Example:
A delta-connected alternator is connected to a wye-connected resistive load. The alternator produces a line voltage of 240 V and the resistors have a value of 6 Ω each. Calculate another circuit values...

Example:
The phase windings of an alternator are connected in wye. The alternator produces a line voltage of 440 V, and supplies power to two resistive loads. One load contains resistors with a value of 4 Ω each, connected in wye. The second load contains resistors with a value of 6 Ω each, connected in delta. Calculate another circuit values...

The power in a 3-phase balanced load is obtained by multiplying the power in one phase by 3. In many practical situations, it is more convenient to work with line quantities, though.
P_ph = U_ph x I_ph x cosΦ

cosΦ - phase power factor

Total power is: P = 3 x P_ph

Now, for a star-connected load: U_ph = U_line/√3 and I_ph = I_line, and for a delta-connected load: U_ph = U_line and I_ph = I_line/√3.

Substituting these values into above equation will yield the same result in both cases:

P = 3 x U_line/√3 x I_line x cosΦ  or  P = 3 x U_line x I_line/√3 x cosΦ
P = √3 x U_line x I_line x cosΦ

Thus, the equation for determining power dissipation, in both star and delta-connected loads is exactly the same. However, the value of power dissipated by a given load when connected in star is not the same as when it is connected in delta. It can be shown in some practical example that power in a delta-connected load is three times that when it is connected in star configuration.

We already know that the distribution of 3-phase supplies is normally at a much higher line voltage than that required for many users. Hence, 3-phase transformers are used to step the voltage down to the appropriate value. A three-phase transformer is basically three single-phase transformers interconnected. The three primary windings may be connected either in star or delta, as can the three secondary windings. Similarly, the load connected to the transformer secondary windings may be connected in either configuration. One important point to bear in mind is that the transformation ratio (voltage or turns ratio) refers to the ratio between the primary phase to the secondary phase winding.

Also, in short lines here, if a three-phase load is balanced, then it is necessary only to measure the power taken by one phase. The total power of the load is then obtained by multiplying this figure by three, whereas in an unbalanced load, separate readings must be taken into account for each phase and then calculate the total power as the sum of separate readings. We shall remember that the procedure is not the same for a star-connected and delta-connected load.

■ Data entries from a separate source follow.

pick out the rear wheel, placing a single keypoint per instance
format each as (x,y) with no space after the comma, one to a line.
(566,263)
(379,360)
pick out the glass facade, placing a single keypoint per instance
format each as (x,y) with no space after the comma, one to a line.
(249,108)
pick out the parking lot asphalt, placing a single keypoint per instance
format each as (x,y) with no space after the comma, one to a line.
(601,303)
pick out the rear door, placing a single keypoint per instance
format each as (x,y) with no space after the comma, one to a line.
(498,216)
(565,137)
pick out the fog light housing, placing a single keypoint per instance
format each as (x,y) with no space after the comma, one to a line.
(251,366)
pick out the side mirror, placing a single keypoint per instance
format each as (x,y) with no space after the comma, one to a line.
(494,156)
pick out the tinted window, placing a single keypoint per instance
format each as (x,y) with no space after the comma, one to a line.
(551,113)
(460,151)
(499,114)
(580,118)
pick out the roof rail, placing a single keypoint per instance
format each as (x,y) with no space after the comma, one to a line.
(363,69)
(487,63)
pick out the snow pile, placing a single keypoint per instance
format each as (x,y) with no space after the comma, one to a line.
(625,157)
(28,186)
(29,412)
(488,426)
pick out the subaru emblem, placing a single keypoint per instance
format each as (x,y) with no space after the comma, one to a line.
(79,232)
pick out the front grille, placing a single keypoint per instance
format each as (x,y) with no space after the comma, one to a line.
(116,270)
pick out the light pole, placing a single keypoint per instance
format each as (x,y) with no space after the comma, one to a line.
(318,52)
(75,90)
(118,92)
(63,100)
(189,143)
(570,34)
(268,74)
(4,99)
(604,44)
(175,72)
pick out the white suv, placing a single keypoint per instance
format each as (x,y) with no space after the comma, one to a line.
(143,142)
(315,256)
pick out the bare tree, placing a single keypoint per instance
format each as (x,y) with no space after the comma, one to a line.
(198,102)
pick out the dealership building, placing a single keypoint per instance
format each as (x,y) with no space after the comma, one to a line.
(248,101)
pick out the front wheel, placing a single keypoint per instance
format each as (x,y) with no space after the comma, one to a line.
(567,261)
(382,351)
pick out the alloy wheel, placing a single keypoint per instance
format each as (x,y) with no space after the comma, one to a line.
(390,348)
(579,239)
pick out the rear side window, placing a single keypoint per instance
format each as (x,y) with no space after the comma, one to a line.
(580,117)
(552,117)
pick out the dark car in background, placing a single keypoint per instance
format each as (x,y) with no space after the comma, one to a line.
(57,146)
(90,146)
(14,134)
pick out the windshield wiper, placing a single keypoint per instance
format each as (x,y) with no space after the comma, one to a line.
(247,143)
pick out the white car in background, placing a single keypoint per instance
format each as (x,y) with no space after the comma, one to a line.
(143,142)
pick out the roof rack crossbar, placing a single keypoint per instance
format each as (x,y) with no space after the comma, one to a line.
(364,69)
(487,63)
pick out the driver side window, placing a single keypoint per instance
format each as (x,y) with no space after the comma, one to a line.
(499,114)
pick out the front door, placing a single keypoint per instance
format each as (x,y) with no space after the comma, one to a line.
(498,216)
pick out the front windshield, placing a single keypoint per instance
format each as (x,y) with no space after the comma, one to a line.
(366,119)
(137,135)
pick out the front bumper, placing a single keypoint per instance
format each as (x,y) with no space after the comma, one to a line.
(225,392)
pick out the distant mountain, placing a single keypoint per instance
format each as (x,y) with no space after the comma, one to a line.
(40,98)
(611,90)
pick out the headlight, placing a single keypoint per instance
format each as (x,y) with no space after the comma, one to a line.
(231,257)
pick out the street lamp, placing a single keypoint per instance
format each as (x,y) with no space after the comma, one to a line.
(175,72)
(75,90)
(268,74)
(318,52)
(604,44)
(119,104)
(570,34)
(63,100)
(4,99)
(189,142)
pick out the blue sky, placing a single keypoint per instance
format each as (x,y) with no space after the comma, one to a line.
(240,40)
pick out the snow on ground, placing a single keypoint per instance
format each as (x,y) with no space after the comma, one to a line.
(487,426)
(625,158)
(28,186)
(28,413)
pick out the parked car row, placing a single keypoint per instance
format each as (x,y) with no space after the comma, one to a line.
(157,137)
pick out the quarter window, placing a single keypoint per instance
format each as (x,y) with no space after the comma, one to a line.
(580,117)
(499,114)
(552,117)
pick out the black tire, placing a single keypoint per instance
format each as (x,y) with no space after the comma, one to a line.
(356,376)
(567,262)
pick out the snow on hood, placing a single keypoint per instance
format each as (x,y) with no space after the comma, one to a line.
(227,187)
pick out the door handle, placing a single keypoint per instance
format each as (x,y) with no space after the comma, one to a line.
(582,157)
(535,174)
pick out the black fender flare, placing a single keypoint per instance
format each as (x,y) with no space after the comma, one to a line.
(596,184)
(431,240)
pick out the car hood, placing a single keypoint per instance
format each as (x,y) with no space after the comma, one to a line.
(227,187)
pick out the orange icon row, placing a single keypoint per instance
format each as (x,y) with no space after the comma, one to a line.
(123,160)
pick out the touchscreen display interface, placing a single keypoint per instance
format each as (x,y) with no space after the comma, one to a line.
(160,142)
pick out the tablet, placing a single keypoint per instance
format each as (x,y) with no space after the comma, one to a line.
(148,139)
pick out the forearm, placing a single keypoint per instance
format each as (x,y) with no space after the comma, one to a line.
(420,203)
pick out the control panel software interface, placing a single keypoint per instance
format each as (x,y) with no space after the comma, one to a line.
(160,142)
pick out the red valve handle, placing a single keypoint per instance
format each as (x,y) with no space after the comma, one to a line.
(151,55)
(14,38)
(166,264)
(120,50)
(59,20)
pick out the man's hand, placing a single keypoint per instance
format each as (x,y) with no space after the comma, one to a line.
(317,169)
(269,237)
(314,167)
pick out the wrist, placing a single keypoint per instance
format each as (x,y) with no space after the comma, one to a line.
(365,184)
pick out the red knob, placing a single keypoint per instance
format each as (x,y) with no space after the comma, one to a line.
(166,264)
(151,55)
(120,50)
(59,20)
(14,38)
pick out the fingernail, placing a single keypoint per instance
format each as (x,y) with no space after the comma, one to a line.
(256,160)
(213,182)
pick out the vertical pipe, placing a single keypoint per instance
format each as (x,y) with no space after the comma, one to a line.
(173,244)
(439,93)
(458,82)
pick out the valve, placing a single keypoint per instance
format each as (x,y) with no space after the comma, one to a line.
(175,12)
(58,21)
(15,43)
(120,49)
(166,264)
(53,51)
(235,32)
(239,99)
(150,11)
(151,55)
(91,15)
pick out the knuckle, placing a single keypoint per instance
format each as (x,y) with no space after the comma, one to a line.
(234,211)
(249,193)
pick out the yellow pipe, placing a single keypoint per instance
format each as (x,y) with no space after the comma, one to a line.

Another fact that we have already seen is that the neutral current for a balanced load is zero. This is because the phasor sum of three equal currents, mutually displaced by 120°, is zero. If the load is unbalanced, then the three line (and phase) currents will be unequal. In this case, the neutral has to carry the resulting out-of-balance current. This current is simply obtained by calculating the phasor sum of the line currents. The technique is basically the same as that used previously, by resolving the phasors into horizontal and vertical components, and applying Pythagoras’ theorem. The only additional fact to bear in mind is that both horizontal and vertical components can have negative values.